Sarah J. Reibstein, a Princeton Graduate Student United organizer, also noted that PGSU was following the Columbia strike closely, as she foresaw PGSU running into similar problems as GWC-UAW in getting Princeton to “meaningfully bargain.”

Both Mahoney and Reibstein said their unions circulated the GoFundMe for GWC-UAW’s strike hardship fund and news about digital and in-person picketing at Columbia. More broadly, graduate student organizers emphasized the interdependence of the graduate student movement.

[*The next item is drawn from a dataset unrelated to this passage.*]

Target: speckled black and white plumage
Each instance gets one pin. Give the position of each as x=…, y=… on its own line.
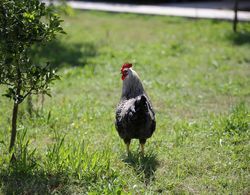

Elisa Purschke, another PGSU organizer, added that graduate students have been circulating resources and coordinating tactics for years, and this has only picked up during the pandemic. For example, on May Day last year, graduate students at more than 75 public and private universities, including Harvard, Princeton, and Yale, protested austerity measures in higher education.

Part of that solidarity, Mahoney said, comes from the fact that graduate student unions are a legally and economically precarious category — nowhere in federal law are graduate students explicitly given the right to unionize.

“We can really see tangibly how our success or failure is tied together,” he said. “We’re all doing a similar job for universities and we’re exploited in similar ways, and that goes beyond the student bodies at any individual school.”